Year: 2021

Winner: Ficohsa

The financial system in Honduras expanded by 14% in 2020. The number is impressive, but not as much so as the growth chalked up by the country’s largest bank, Banco Ficohsa.

Ficohsa’s assets expanded by 18.% last year. The bank accounts for one-fifth of total assets in the Honduran banking system. Ficohsa kept its title on the top lender in Honduras, with its loan portfolio increasing by 4.4% in 2020 over the previous year. More impressive were total deposits, which jumped by 28.8% compared to 2019.

Ficohsa accounted for 20.0% of loans and 16.0% of deposits in the Honduran system as of May 2021, according to a report from Fitch Ratings.

The bank’s solid performance and the additional of several digital products that broke new ground in country earned Banco Ficohsa the Bank of the Year award for Honduras.

“The bank has grown its business significantly from 2019. We are the largest institution in terms of assets and a significant contributor to the solid economic growth in Honduras,” the bank said in a statement.

Ficohsa launched two initiatives in 2020 that responded to the pandemic, but had been on the drawing board as part of digital leap that began midway through the previous decade.

The bank enhanced SARA, it virtual assistant or Chat Bot. It added WhatsApp as a new digital channel to enhance is around-the-clock response. The service comes with an enterprise certificate, which means that all conversations are protected from outside parties. It is the first service in Central America with this kind of protection. The bank had nearly 200,000 customers signed up at the end of 2020.

Also a first for Central America, Ficohsa launched a virtual mall in July 2020. It also added a new savings account “Enjoy + Save,” that not only has competitive market rate, but lets customers obtain points that can be exchanged in the virtual mall.

Ficomall currently has 141 shops registered under 30 different categories. Ficohsa provides companies joining with a host of services, including advertising and marketing assistance. It also streamlined payment processes to make it easier for customers to acquire goods and merchants to receive payments.

“Ficomall made the sales process easier, especially for microenterprises and entrepreneurs, allowing them to retain employees and operate during the crisis,” the bank notes.
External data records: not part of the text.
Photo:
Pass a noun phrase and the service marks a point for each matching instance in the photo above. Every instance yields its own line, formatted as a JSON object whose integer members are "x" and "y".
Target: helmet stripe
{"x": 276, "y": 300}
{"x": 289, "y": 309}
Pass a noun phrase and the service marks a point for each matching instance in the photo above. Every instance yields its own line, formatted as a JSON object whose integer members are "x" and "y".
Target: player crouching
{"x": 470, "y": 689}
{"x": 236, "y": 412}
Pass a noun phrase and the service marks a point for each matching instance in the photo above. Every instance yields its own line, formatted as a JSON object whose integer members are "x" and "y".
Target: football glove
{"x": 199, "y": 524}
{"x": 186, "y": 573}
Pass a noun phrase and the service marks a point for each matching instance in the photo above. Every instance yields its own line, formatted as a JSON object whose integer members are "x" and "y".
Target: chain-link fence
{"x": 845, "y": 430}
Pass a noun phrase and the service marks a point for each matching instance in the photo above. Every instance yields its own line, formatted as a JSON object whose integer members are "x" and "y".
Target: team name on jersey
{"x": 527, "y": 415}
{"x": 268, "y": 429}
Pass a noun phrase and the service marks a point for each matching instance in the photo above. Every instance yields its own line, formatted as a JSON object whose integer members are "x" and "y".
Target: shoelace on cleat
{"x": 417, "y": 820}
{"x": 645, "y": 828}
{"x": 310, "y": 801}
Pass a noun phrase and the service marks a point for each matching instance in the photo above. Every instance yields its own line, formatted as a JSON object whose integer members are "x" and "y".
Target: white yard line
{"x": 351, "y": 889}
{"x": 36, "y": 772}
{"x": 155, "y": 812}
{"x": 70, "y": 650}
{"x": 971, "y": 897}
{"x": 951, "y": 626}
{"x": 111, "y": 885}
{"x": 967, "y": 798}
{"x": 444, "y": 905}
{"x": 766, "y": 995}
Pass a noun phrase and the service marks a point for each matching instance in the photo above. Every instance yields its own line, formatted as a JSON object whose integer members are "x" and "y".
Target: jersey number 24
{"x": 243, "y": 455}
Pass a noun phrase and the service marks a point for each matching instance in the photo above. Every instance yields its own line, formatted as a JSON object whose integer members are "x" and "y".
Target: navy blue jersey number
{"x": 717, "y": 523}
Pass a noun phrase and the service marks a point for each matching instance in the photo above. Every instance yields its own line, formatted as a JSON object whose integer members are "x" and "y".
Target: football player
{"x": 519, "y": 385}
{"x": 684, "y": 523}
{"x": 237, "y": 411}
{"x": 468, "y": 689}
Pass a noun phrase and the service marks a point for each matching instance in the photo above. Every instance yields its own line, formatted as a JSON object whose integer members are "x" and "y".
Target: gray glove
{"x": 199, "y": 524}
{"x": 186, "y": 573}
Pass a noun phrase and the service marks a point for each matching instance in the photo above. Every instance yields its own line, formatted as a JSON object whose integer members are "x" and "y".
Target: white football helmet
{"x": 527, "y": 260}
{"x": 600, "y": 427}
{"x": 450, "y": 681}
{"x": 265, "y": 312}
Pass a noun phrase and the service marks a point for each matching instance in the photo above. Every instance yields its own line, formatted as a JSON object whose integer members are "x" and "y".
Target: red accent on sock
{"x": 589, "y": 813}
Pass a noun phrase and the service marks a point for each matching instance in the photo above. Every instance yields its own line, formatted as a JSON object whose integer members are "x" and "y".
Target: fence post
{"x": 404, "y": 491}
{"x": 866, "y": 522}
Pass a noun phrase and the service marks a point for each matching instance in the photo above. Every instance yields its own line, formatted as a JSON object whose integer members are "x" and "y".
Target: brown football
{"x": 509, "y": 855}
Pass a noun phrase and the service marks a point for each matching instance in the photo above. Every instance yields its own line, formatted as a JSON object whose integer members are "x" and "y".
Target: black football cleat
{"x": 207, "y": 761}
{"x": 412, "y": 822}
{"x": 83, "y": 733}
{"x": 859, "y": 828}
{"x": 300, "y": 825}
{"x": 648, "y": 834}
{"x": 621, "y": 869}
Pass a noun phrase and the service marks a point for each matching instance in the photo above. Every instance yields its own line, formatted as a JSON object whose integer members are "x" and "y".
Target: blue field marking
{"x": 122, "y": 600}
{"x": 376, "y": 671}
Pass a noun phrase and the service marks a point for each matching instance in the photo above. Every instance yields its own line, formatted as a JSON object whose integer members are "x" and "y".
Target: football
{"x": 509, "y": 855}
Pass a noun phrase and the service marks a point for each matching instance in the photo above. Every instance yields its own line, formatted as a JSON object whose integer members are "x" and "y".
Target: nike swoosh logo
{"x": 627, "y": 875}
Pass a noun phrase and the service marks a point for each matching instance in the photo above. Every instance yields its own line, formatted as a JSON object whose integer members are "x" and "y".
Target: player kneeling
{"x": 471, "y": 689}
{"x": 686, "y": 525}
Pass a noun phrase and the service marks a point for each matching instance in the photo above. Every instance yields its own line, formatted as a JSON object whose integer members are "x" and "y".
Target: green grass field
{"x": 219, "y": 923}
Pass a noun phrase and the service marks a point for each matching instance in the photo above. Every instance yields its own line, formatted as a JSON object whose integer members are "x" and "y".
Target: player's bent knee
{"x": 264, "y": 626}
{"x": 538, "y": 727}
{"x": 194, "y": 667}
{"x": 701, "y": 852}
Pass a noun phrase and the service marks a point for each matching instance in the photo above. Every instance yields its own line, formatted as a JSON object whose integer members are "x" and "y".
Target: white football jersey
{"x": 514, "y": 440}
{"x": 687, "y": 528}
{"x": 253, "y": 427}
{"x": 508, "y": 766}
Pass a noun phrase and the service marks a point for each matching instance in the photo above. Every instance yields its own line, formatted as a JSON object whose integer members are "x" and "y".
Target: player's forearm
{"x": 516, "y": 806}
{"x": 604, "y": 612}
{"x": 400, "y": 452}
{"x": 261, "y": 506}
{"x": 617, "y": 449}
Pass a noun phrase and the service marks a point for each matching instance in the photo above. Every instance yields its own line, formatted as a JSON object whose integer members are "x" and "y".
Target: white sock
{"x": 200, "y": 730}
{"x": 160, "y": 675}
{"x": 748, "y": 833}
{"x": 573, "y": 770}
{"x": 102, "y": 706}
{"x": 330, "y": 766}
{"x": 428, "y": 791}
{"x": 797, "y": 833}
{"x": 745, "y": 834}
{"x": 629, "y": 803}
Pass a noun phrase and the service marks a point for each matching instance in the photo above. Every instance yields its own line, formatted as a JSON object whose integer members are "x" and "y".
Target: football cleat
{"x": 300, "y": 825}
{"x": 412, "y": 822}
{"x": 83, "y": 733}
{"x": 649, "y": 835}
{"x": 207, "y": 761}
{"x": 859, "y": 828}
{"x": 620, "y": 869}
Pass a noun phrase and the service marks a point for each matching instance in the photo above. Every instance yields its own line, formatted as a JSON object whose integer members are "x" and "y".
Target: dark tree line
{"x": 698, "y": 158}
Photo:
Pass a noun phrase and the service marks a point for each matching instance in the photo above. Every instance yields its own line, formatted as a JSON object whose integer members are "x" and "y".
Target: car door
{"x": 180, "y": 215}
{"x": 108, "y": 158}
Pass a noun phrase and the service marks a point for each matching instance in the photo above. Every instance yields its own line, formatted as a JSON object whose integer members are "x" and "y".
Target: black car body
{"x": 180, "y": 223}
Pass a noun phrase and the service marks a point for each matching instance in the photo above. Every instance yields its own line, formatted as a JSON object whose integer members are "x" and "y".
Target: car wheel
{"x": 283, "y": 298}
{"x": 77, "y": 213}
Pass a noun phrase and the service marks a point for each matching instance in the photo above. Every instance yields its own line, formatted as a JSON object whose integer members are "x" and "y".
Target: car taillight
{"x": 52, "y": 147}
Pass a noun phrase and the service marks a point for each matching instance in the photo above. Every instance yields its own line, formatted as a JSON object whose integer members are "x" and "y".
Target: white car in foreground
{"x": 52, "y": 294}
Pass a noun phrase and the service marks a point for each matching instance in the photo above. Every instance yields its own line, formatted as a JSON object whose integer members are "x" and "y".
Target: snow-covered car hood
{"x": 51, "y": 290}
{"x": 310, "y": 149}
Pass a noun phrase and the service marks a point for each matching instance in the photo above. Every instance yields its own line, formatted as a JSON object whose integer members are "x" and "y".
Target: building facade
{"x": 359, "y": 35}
The bank also stepped up during the pandemic to partner with international institution to assist struggling Hondurans. It worked with the World Food Program to ensure support for nutritional programs for children during the height of the crisis.

In 2021, it received $25 million from the OPEC Fund for International Development for on-lending to small and medium enterprises (SMEs) hurt by the pandemic. It was tailored to agriculture, manufacturing and textile SMEs.